A separate statement issued by the Sindh health department spokesperson also said that the post-mortem examination of 67 bodies had been conducted.
The updated death toll comes a day after officials found the bodies of 30 people from a single shop on the mezzanine floor. The plaza, parts of which have collapsed due to the blaze, was a ground-plus-three-storey building with 1,200 shops spread over 8,000 square yards.
Rescue 1122 spokesperson Hassaanul Haseeb Khan told the media that urban search and rescue teams were conducting a search operation with the help of a thermal imaging camera (TIC).
“Urban search and rescue teams are working at the incident site and using specialised tools and cutters,” he said. The official said that the camera detected heat up to 1,500°C. However, the temperature of the shopping mall was higher affecting the remains of the victims, he regretted. He said that officials had never experienced such an incident in recent memory, adding that cooling work had been ongoing for the past three days.
He said that the building’s structure was dilapidated, due to which authorities were exercising extreme caution during the search operation.
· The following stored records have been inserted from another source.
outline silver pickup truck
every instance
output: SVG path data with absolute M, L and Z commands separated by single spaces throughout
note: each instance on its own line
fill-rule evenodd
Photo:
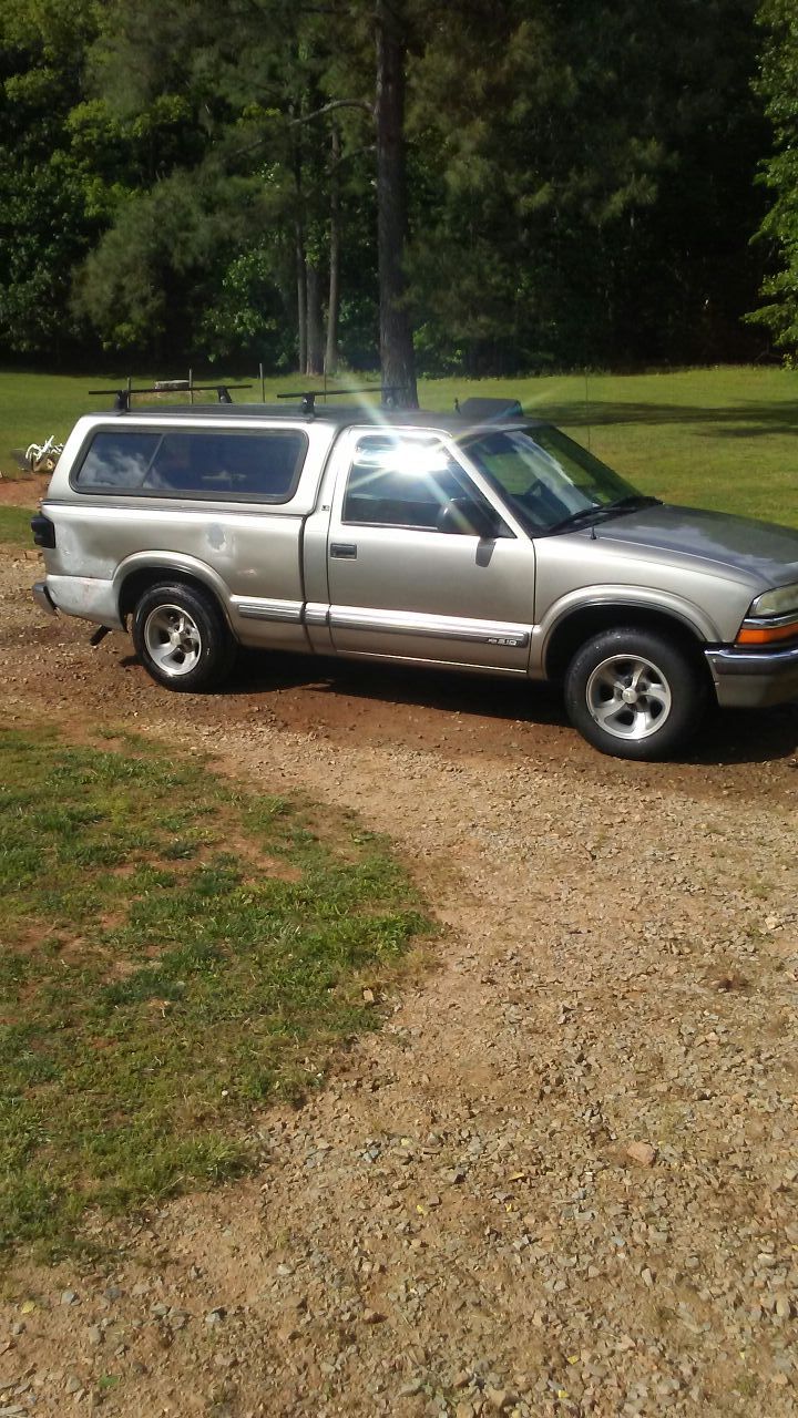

He said that there was no way inside the buildings due to which rescue workers cut through the walls, which triggerred “vibrations”. Therefore, the work which should have taken 10 to 20 minutes to finish, took between one and two hours.
Meanwhile, a technical committee has recommended that the blaze-damaged Gul Plaza be demolished after completion of the ongoing search operation, declaring the structure “dangerous”.
The technical committee, comprising officials from the Sindh Building Control Authority (SBCA) and the Pakistan Engineering Council (PEC) made the recommendations after visiting the gutted plaza on Karachi’s MA Jinnah Road.